Como recordaba el Papa Francisco durante la celebración de Corpus Christi el 3 de junio de 2018, en la Iglesia de Santa Mónica, cuyo evangelio centra la atención en los preparativos para la Cena de Pascua y repite varias veces el verbo “preparar”. Los discípulos preguntan, por ejemplo: «¿Dónde quieres que vayamos a prepararte la Cena de Pascua?» (Mc 14,12). Jesús los envía a prepararla dándoles indicaciones precisas y ellos encuentran «una habitación grande, acondicionada y dispuesta» (v. 15). Y aunque los discípulos se encaminan a preparar, el Señor ya había “preparado” todo.

También, después de la Resurrección, cuando Jesús se aparece por tercera vez a los discípulos mientras pescan, Él los espera en la orilla donde les prepara pan y pescado. Ahí podemos ver como Jesús, en definitiva, siempre ha pensado para nosotros en un lugar digno como el de la «habitación grande acondicionada» del Evangelio. Es nuestra casa aquí abajo, amplia y espaciosa, la Iglesia, donde hay y debe haber un lugar para todos. Y al mismo tiempo, nos ha reservado también un lugar arriba, en el Paraíso, para estar con Él y entre nosotros para siempre. Además del lugar nos prepara un Alimento, un pan que es él mismo: «Tomad, esto es mi cuerpo» (Mc 14,22). Estos dos dones, el lugar y el alimento, son los que nos sirve para vivir. Son la comida y el alojamiento definitivos. Ambos se nos dan en la Eucaristía, alimento y lugar.

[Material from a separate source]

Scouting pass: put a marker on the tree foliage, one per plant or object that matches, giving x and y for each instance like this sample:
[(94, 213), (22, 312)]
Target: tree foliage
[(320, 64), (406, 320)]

Así como a los discípulos, Jesús nos pide hoy preparar y como ellos le preguntamos: «Señor, ¿dónde quieres que vayamos a preparar?». Jesús no prefiere lugares exclusivos y excluyentes; al contrario, busca espacios que no han sido alcanzados por el amor, ni tocados por la esperanza. A esos lugares incómodos desea ir y nos pide a nosotros realizar para él los preparativos. Cuántas personas carecen de un lugar digno para vivir y del alimento para comer. Todos conocemos a personas solas, que sufren y que están necesitadas: son sagrarios abandonados. Nosotros, que recibimos de Jesús comida y alojamiento, estamos aquí para preparar un lugar y un alimento a estos hermanos más débiles. Él se ha hecho pan partido para nosotros; nos pide que nos demos a los demás, que no vivamos más para nosotros mismos, sino el uno para el otro. Así se vive eucarísticamente: derramando en el mundo el amor que brota de la carne del Señor. La Eucaristía en la vida se traduce pasando del yo al tú.

Por ello, encaminándonos al Congreso Eucarístico Nacional, hacemos esta reflexión que nos invita a amar más a Jesús y a reconocerlo en la forma Eucarística para que: “Alimentándonos de Él, para que podamos preparar el Reino de Dios mediante una vida que salga de nuestra comodidad y se dirija al servicio a los necesitados y alejados de Dios”.